In this situation, entrepreneurial education at the universities encounters a very diverse body of students, because they are differently motivated ("ambition"), pre-educated, and capable ("ability"). In an entrepreneurial education as a course of studies the students are expected to have thought about their motives for their future work, and therefore the focus is on giving them the "ability."

Offers for such studies rarely exist. The entrepreneurial subjects rather represent only one of many main subjects within the general study of business administration and compete with the classical disciplines in business administration. To study entrepreneurship is therefore only one motivation among several for the students.

The motives of these students in choosing entrepreneurship as a main subject within a general course of studies are supposedly very different: They range from the compulsory attendance of the subject and the expectation to select a supposedly easy subject to an honest interest and enthusiasm for the issue (therefore the "ambition" is noticeable).

But also the noticeable "ambition" cannot cover up the fact that among these students there are also some who want to found a company because of fashion or because they see themselves as a competent entrepreneur in a form of self-overestimation. A lack of "ability" could be seen here. The idolisation of founders in the news during the past few years could have led to this questionable motivation.

All the more difficult a task in entrepreneurial education is to identify competent candidates for a company ownership ("ambition" and "ability") from all students and then support them.

But of all considerations regarding entrepreneurial competence, it is most difficult to find out whether a bad qualification results from a lack of (learnable) pre-education or from heredity. On the other side it is questionable which of the entrepreneurial competences can be acquired at all. Moreover, with the identification of a promising combination of "ambition" and "ability," only the potential of these students can be recognised. This is obviously not a guarantee for a later success as a company founder.

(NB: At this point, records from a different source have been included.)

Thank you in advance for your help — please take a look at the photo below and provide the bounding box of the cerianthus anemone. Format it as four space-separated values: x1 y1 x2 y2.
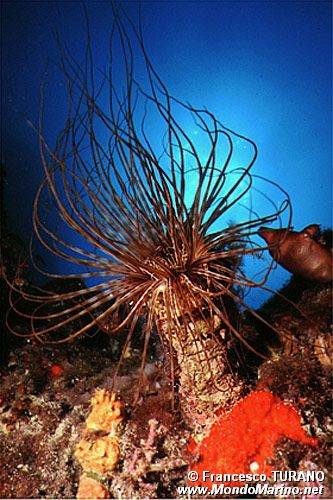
6 7 291 421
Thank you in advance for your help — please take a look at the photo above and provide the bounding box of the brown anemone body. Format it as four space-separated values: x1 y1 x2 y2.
259 225 333 282
154 286 243 424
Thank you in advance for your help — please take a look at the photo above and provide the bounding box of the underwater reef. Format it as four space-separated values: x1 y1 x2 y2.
1 194 332 497
1 6 332 499
0 274 332 498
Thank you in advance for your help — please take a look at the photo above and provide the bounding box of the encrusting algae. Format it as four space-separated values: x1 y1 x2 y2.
188 390 318 488
75 436 121 474
75 390 124 495
77 474 110 500
85 390 124 433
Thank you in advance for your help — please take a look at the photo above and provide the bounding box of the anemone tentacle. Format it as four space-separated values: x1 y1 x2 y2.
6 6 292 418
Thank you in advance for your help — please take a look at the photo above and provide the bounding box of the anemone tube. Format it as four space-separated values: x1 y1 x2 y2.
7 9 291 421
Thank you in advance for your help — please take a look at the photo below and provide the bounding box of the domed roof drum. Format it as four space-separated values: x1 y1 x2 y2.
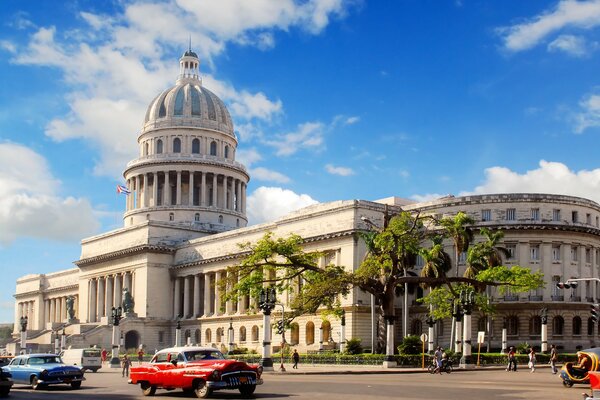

So entrepreneurial education can be seen as an almost impossible task. It is an education that on one hand motivates and forms masses of students, but on the other hand has to identify and support students who are especially competent to work as a founder. This demands for a selection on a high level and an intensive assistance of the students. A high attractiveness of the education and at the same time very high demands on the students will naturally discover students who a priori have no "ambition." An intensive assistance of the remaining motivated students will allow a basic assessment of the demands on entrepreneurs and company owners (the necessary "ability") and therefore a safe selection and support of the "high potentials."